Zwietracht in San Francisco-Schulen, bei Rennen und Wiedereröffnung, zeichnet sich ab

Im anhaltenden Kampf um Rassengerechtigkeit haben sich Mitglieder des Schulausschusses von San Francisco als Hauptkrieger dargestellt, die mit atemberaubender Geschwindigkeit handeln, um die beste High School der Stadt zu diversifizieren und tief in einen Pool rassistisch sensibler Angelegenheiten einzutauchen.

Die Änderung des Zulassungsverfahrens für die Elite-Lowell High School – die Beseitigung von Noten und Testergebnissen und die Zulassung von Schülern durch eine Ranglisten-Lotterie – ist einer der umstrittensten Schritte, die die Schulbehörde unternommen hat, aber bei weitem nicht der einzige.

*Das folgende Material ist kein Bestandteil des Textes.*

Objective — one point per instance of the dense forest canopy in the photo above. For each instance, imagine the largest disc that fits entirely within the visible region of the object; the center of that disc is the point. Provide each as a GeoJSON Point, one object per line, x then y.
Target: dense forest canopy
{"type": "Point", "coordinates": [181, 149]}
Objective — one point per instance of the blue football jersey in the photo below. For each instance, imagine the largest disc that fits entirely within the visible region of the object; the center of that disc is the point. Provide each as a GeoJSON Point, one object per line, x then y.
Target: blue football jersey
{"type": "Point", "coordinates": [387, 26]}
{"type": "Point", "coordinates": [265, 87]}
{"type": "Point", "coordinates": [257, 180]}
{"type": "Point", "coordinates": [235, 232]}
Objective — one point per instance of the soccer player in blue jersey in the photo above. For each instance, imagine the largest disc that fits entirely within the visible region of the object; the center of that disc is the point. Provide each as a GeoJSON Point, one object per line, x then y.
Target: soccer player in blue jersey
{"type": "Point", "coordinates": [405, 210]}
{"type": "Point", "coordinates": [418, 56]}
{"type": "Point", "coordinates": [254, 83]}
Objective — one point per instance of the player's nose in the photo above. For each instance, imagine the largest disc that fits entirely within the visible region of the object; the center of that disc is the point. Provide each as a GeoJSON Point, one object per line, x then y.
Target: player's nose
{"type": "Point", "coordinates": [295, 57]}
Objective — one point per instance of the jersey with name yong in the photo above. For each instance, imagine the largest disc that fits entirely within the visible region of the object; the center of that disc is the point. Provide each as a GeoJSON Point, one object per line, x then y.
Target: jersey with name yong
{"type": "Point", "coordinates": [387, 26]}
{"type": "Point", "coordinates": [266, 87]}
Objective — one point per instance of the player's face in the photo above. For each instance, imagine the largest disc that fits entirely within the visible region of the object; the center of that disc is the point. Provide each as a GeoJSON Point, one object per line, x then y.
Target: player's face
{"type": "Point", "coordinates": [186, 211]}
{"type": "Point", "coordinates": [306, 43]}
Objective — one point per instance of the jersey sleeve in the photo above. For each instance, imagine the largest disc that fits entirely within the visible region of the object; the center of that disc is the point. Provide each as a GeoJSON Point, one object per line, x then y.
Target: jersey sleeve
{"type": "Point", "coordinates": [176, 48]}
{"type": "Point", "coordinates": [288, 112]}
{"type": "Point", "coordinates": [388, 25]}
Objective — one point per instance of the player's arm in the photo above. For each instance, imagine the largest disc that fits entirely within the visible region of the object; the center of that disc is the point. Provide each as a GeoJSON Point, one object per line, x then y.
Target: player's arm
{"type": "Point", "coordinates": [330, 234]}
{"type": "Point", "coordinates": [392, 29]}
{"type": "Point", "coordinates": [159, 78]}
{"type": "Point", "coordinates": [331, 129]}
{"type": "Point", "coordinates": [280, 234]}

Für einige war es ein erfrischender und überfälliger Schritt, seit langem bestehende Ungleichheiten zu beseitigen. In den Augen der Kritiker war es eine übereilte Entscheidung, die die Aufmerksamkeit von einem dringenderen Problem ablenkte: Wie man städtische Schulen wiedereröffnet, die – und für die meisten Schüler in San Francisco immer noch – wegen der Coronavirus-Pandemie geschlossen waren.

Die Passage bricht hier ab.